Statistic reveal drowning is now a bigger cause of death in Surrey than accidental house fires, and the fire service is adopting the lifeboat charity’s ‘Respect the Water’ campaign to raise awareness.

The joint initiative kicked off on Saturday, June 10 in Runnymede, when firefighters, RNLI lifeboat crews and paramedics gave a series of demonstrations including water rescues and CPR.

It is the first time the RNLI’s Respect the Water campaign has been adopted in a landlocked county.

In linking up with the charity to save lives at sea, the fire service aims to make sure key safety advice reaches people living near or visiting the county’s lakes and rivers.

The initiative is supported by Runnymede, Spelthorne and Elmbridge borough councils, the three Surrey boroughs boredring the River Thames, as well as South East Coast Ambulance Service, Surrey Police and Surrey Search and Rescue.

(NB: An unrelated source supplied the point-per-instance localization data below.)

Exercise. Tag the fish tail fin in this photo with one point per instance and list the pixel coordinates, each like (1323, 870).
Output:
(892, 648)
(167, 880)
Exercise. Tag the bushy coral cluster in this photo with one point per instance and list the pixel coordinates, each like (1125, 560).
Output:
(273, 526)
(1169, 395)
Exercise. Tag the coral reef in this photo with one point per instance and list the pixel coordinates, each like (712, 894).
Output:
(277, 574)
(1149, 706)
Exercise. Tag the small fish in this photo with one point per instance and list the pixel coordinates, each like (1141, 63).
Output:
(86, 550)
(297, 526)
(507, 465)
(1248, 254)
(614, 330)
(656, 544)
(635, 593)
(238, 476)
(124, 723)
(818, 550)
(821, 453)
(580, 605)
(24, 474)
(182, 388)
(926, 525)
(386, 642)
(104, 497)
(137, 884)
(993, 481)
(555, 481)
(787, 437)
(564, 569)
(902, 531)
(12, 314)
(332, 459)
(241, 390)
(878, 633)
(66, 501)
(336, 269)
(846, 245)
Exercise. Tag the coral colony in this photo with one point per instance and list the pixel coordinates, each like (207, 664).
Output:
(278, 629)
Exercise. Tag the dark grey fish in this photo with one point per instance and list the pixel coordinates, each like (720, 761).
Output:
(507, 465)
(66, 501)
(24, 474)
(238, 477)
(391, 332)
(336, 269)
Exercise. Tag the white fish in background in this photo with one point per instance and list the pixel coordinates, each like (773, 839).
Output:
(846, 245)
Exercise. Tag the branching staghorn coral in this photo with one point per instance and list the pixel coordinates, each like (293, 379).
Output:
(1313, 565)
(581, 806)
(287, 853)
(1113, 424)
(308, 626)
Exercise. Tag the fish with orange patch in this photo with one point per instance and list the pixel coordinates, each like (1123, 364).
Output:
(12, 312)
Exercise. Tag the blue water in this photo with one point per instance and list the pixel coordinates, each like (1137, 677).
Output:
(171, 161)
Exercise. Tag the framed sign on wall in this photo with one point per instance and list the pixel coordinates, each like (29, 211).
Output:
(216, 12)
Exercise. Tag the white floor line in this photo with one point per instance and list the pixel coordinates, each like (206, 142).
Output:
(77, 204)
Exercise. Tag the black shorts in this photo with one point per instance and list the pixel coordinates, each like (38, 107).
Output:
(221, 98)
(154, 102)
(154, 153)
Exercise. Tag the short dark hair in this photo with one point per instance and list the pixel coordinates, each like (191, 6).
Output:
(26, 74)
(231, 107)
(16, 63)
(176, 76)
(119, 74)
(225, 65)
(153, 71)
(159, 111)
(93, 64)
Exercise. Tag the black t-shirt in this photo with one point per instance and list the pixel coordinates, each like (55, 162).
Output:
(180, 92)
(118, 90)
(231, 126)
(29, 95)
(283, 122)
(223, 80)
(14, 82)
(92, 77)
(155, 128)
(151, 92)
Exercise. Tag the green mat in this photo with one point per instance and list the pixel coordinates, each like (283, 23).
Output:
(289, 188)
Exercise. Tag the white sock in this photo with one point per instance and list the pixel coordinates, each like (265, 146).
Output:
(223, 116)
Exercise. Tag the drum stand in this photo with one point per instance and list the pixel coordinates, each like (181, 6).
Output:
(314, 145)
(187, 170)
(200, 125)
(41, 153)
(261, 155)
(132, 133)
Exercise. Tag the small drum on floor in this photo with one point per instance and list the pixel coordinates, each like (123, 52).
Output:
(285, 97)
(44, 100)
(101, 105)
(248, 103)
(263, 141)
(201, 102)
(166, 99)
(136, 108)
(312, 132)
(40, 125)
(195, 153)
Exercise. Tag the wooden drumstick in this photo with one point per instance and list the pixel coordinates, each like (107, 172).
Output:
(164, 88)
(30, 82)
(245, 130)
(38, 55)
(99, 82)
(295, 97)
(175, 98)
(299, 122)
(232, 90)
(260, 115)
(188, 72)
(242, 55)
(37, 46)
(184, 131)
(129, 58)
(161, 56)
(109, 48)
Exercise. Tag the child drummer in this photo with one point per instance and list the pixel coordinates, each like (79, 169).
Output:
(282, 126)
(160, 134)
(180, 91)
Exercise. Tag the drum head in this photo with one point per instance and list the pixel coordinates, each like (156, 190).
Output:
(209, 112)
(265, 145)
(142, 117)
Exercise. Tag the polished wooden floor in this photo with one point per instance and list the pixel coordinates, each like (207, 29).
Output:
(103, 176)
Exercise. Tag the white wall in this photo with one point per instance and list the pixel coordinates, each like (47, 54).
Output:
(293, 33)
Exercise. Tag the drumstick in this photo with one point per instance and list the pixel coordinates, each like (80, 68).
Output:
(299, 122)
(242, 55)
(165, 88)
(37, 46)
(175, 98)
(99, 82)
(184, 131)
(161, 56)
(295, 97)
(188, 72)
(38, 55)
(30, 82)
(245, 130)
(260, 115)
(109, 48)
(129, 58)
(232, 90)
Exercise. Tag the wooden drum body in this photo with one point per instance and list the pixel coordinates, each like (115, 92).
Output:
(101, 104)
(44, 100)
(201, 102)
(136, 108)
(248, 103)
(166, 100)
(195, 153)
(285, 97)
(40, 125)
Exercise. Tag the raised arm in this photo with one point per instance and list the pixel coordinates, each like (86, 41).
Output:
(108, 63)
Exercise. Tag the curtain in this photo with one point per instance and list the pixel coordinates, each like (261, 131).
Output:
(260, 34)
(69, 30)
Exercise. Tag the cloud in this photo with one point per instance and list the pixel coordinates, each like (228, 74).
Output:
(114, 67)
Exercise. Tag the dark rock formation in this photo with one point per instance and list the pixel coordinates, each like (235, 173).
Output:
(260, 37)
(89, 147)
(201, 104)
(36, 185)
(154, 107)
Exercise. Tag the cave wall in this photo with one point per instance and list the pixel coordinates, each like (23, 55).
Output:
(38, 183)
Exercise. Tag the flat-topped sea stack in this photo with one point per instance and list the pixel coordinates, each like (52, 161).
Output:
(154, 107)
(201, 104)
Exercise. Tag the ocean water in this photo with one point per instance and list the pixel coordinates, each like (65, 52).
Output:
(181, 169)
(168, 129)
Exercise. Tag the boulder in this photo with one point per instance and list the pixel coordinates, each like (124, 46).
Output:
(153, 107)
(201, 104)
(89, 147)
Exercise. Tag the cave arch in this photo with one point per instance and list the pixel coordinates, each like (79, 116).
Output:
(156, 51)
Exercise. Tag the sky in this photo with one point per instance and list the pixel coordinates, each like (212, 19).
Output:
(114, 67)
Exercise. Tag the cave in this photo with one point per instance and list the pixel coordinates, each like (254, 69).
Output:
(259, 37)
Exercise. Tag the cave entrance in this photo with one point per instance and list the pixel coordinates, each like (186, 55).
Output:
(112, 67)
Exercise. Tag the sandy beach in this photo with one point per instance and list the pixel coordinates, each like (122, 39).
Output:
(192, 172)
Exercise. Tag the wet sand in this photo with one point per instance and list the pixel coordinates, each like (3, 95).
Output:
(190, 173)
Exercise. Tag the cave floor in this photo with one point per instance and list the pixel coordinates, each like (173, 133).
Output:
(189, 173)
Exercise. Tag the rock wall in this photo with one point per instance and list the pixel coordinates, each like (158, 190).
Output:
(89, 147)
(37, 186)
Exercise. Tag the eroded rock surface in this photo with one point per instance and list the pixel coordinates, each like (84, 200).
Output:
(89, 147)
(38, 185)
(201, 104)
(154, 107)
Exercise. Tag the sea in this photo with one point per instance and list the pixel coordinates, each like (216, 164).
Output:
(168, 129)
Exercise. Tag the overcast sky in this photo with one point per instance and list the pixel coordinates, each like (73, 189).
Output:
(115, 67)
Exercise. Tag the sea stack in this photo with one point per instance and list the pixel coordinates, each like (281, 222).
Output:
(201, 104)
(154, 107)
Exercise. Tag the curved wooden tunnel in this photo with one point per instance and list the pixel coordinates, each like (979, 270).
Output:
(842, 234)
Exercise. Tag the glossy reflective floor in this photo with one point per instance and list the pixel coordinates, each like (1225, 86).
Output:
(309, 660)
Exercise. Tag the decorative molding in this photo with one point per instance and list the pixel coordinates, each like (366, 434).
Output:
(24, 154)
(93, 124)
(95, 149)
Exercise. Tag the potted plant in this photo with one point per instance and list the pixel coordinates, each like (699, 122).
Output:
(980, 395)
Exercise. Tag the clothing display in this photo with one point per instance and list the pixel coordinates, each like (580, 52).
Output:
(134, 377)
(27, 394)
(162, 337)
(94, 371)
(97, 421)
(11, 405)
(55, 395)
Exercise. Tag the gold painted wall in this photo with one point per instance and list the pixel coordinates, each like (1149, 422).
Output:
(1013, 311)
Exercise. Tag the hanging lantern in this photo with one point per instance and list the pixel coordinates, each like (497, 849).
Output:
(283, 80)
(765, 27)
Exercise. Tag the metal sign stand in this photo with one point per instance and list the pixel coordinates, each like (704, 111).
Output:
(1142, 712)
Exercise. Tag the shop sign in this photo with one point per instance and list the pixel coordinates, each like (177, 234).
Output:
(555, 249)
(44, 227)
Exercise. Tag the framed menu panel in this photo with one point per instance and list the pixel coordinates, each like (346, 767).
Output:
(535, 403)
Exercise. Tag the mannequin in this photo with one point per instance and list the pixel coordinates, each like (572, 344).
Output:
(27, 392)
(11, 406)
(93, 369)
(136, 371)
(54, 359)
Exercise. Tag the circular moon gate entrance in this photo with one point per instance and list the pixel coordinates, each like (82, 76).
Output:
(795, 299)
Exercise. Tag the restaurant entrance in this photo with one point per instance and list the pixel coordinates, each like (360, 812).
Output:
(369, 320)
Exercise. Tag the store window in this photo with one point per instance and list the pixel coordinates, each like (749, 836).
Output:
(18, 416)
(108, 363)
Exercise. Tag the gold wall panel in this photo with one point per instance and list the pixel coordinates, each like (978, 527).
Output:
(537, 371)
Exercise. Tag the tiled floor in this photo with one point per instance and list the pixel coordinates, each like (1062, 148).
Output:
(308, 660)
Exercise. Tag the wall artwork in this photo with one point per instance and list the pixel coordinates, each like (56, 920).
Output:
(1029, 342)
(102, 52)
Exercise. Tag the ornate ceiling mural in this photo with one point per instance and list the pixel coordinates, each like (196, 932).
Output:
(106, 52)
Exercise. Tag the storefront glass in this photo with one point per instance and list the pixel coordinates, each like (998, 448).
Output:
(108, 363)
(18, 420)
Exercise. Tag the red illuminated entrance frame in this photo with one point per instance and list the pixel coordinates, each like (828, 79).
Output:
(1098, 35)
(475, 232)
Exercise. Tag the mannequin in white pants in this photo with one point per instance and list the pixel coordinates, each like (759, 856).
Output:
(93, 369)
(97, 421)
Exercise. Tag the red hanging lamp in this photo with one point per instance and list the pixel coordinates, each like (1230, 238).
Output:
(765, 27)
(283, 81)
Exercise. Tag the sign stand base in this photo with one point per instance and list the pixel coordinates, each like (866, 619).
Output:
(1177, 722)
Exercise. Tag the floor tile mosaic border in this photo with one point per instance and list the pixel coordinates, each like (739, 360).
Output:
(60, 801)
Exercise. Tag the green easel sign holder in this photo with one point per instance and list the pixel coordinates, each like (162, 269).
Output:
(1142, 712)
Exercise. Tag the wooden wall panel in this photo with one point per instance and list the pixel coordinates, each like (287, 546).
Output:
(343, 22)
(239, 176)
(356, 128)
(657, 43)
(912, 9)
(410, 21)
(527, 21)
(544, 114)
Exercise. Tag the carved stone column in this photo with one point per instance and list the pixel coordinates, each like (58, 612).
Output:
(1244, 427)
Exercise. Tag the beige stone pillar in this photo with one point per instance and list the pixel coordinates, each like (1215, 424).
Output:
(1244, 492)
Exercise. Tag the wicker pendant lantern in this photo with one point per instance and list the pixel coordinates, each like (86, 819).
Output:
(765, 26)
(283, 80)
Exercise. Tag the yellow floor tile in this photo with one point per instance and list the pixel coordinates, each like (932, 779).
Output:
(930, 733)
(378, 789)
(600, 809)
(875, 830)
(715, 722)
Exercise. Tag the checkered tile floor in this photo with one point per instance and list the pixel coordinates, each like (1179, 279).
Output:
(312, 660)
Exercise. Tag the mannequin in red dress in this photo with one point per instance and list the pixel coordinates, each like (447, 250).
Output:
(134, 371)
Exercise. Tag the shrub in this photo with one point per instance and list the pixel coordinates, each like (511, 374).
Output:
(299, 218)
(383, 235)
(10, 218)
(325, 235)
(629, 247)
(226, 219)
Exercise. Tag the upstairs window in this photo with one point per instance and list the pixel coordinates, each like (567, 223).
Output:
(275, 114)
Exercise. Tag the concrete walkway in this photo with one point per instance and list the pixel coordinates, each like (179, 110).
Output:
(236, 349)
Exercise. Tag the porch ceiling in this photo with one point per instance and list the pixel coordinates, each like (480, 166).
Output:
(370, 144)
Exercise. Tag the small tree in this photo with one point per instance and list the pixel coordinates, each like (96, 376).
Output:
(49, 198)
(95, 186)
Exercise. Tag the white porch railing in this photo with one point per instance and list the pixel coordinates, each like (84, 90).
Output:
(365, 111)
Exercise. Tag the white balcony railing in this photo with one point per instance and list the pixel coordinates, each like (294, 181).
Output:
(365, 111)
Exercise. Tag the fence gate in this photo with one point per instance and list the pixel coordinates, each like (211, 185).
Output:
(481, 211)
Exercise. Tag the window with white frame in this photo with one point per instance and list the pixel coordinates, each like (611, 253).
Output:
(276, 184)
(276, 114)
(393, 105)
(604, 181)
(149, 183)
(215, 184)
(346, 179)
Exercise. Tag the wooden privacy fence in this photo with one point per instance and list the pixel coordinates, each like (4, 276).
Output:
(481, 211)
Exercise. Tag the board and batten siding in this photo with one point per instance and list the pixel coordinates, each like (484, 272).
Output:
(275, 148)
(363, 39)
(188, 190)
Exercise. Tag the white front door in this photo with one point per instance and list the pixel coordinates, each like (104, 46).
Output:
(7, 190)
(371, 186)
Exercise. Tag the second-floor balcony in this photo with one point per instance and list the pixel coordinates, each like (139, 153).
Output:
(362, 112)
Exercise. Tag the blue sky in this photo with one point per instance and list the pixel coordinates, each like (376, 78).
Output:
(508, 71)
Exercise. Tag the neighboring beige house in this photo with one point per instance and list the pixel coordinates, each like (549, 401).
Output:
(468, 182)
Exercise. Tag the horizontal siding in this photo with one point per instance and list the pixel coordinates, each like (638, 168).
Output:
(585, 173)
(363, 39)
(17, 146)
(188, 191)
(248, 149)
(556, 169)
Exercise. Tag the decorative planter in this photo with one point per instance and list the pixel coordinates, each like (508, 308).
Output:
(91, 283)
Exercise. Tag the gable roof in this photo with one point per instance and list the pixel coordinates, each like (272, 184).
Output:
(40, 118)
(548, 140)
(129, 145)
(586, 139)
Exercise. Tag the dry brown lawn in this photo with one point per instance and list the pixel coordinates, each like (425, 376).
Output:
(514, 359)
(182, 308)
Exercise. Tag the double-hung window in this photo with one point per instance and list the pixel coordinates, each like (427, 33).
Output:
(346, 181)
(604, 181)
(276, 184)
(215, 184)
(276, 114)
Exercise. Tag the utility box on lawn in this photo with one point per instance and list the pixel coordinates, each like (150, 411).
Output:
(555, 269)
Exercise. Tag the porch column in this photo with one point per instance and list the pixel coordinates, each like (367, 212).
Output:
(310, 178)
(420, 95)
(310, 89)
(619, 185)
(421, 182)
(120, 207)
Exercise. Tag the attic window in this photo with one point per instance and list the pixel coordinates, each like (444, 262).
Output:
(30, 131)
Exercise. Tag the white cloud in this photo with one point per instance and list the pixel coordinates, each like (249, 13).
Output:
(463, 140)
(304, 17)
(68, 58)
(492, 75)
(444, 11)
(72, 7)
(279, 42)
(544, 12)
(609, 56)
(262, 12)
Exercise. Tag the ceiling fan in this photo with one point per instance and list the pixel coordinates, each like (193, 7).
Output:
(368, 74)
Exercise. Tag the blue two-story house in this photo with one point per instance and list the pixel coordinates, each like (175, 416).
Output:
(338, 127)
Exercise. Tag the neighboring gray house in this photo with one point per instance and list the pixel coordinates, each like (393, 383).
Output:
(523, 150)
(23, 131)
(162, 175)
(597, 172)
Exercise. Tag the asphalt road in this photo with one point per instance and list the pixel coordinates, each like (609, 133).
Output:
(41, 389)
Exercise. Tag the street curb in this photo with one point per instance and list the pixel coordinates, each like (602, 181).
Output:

Denise Turner-Stewart, Surrey County Council’s cabinet member for communities, said: “Respect the Water is the RNLI’s campaign to prevent deaths from drowning.

“We’re pleased to be working with the charity to expand it to Surrey with support from other emergency services and borough councils along the Thames.

“We want people to enjoy the water but also recognise the dangers.

“Our fire-and-rescue service has been called to more than 250 incidents at Surrey’s rivers and lakes in seven years.”

Since 2010, 34 people have drowned in open water in Surrey and 33 have died in accidental house fires, according to fire service records.

Guy Addington, RNLI community safety partner, added: “The RNLI’s volunteer lifeboat crews and lifeguards saved hundreds of people from near-fatal incidents in 2016 and rescued thousands more but, sadly, they aren’t able to reach everyone.

“If people in danger in the water can help themselves initially by floating and regaining control of their breathing, they stand a much greater chance of surviving.

“Through our Respect the Water campaign, we want to start a national conversation about water safety.

“We’re asking the public to remember this lifesaving advice, share with others and practice the survival skill of floating – it could be the difference between life and death.”

The campaign is targeted at adult men, who account for 79 per cent of the fatalities over the past five years along the Thames’ tidal reaches.